A bill that could reduce the number of young students from running out of school buildings unattended was approved by the City Council on Thursday without a single voice of descent.
Avonte’s Law, introduced by Councilman Robert Cornegy (D-Brooklyn) requires the Department of Education to evaluate where door alarms necessary. The agency has until May 30 of next year to produce a final list of schools.
The original bill differed slightly as Cornegy wanted all buildings with elementary school and special education students to install door alarms. The Council’s Education Committee amended the legislation after considering the concerns DOE and UFT representatives expressed at a public hearing.
Cornegy also wanted implementation to begin this summer and be completed in the fall, but under the approved bill the councilman said all approved schools should have the alarms installed by 2015.

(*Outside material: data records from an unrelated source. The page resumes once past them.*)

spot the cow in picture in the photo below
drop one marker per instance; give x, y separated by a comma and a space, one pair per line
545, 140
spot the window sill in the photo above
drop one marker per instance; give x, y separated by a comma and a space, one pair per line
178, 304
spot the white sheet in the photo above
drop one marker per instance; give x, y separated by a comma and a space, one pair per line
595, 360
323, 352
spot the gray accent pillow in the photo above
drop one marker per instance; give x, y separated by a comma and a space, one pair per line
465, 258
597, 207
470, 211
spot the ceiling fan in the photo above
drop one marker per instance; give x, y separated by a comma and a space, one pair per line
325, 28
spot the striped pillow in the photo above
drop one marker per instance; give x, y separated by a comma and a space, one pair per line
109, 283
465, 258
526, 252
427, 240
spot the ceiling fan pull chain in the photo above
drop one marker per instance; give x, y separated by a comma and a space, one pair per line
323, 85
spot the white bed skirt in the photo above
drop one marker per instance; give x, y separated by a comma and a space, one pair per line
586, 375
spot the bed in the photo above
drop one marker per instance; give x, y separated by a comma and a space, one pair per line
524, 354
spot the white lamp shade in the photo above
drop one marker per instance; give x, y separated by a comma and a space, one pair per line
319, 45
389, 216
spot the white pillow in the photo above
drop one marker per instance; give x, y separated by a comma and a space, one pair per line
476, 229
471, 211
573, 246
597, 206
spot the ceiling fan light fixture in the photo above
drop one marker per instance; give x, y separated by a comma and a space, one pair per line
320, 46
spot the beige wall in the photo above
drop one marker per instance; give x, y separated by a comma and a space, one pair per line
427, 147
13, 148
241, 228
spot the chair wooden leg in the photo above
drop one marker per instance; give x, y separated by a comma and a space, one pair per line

Though he didn’t get everything he wanted, Cornegy was praised for his drive and perseverance by almost all Council members.
“I watched in awe as Councilman Cornegy put together this bill,” Councilwoman Helen Rosenthal (D-Manhattan) said. “From as soon as this tragedy started, my colleague was working to make our schools safer.”
The bill is named in honor of Avonte Oquendo, the 14-year-old autistic boy who ran out of the Riverview School in Long Island City in October. As a result, a massive citywide search took place for months until the teenager’s remains were found washed ashore in College Point.
Cornegy also cites another incident, in which pre-K student Symeir Talley-Jasper walked out of her school in Brooklyn, as inspiration for the legislation.
“This was a common sense idea to make our schools safer,” Councilman David Green (D-Brooklyn) said. “And to the Oquendo family, I know this doesn’t make everything better but I hope you will take a small measure of comfort knowing we will do all we can to make sure something like this never happens again.”